Neste poema de dez ictos – acentos que recaem sobre a sílaba de um pé - é possível o leitor lobrigar o uso de expedientes figurais, como síndeto, elisão, hipérbole, metáfora, bem assim colocações clíticas pouco comuns na prosa e ordinárias na poesia, como na apossínclise em “a turba inerte se não mais levanta”, e.g. (segundo verso), inversões dos locais ordinários dos termos e outros meios de conferir obediência ao metro e conceder mais esthese à composição; e, toca dizer, o mais relevante, sem eu conhecer, no tempo de produzido, as prescrições expressas pelos manuais, como um a que tive acesso, todavia sem sequer conseguir lê-lo, o Tratado de Versificação (1905), da autoria de Sebastião Cícero dos Guimarães Passos (1867-1909) e Olavo Brás Martins dos Guimarães Bilac (1865-1918), pois não possuía as informações solicitadas para alcançar seu entendimento. De tal modo, o haver logrado terminar a composição decorreu da comparação com os clássicos dos primeiros momentos da Arte da Literatura nacional, como os precitados escritores.


VERSÃO PROSADA DO SONETO

A feitura deste decassilábico teve por locus o campo santo municipal da Sede municipal de Palmácia-CE, entre a Vila Campos e o Pinga, onde há um cipreste comum – Cupressus sempervirens – variedade de árvore conífera de folhas bastante delgadas, da família das Cupressaceae, bem receptiva ao sopro dos ventos. Veja, pois, o leitor o cotejamento.


Primeiro Quarteto

Ao passo, portanto, que a brisa sacode os ramalhos do cipreste do cemitério, produz um silvo meio rouco do roçar dos esgalhos, entrecortado de assovios. Evidentemente, os que estão aí sepultos não mais podem se alevantar.
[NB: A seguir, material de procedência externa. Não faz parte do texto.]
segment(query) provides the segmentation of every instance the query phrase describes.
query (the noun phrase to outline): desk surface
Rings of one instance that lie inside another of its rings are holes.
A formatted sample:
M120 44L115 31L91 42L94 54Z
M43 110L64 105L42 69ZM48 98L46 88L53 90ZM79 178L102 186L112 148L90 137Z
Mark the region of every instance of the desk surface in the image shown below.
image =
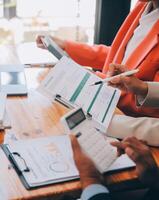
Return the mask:
M15 47L0 47L1 64L19 63L15 53ZM63 134L60 126L60 117L67 109L58 103L51 103L46 97L36 92L35 88L43 79L49 69L26 68L26 78L29 88L27 97L9 97L7 100L7 112L11 120L12 129L5 131L5 137L10 139L30 139L48 135ZM3 133L2 133L3 134ZM153 148L152 152L159 163L159 150ZM0 200L6 199L43 199L46 197L59 197L64 194L78 196L80 181L72 181L62 184L27 191L22 185L16 172L10 167L10 163L0 149ZM106 176L107 185L111 190L123 190L126 188L142 187L135 174L135 170L113 173Z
Então, calados, tristes – porque mortos – silentes permanecem, sob a languidez do sibilo provocado pela brisa na árvore.


Segundo Quarteto

Ao aspecto cinzento e triste (tez marmórea) que encobre a morada dos mortos se ajuntam os corta-mortalhas (Tito alba), voejando com seus grasnados soturnos e assustadores, e os urubus (Coragyps atratus), sentindo o rasto da matéria decomposta, em flagrante oposição à alegria da vida experimentada lá fora, nutrida com destemor e muitas vezes descomedimento.
Primeiro Trístico

Numa cidade onde os moradores ficam imutavelmente na horizontal, na expressão de Billy Blanco em A Banca do Distinto, absolutamente nada se mostra, nenhuma coisa progride, pois reina a apatia de seres inanimados, a quietude é que dá o sem-tom de quem já foi arrebatado para a dimensão etérea, quer para o tormento eterno, a necessária purgação ou mesmo para a Glorificação Celestial, ou seja, a muda língua a for (7) dos absortos.


Segundo Trístico

Então, o autor convida a todos aqueles que têm amores (houverdes está no verso aplicado no sentido de possuirdes), os quais para essas pessoas são como horrores, a virem, também, morar no cemitério, como a assentir na ideia do poeta neoclassicista lusitano, Manuel Maria de Barbosa l’Hedois du Bocage (*Setúbal, 15.09.1765; Lisboa, 21-12-1805), para quem Ah, não me roubou tudo a negra Sorte!/Inda tenho este abrigo, inda me resta/O pranto, a queixa, a solidão e a Morte.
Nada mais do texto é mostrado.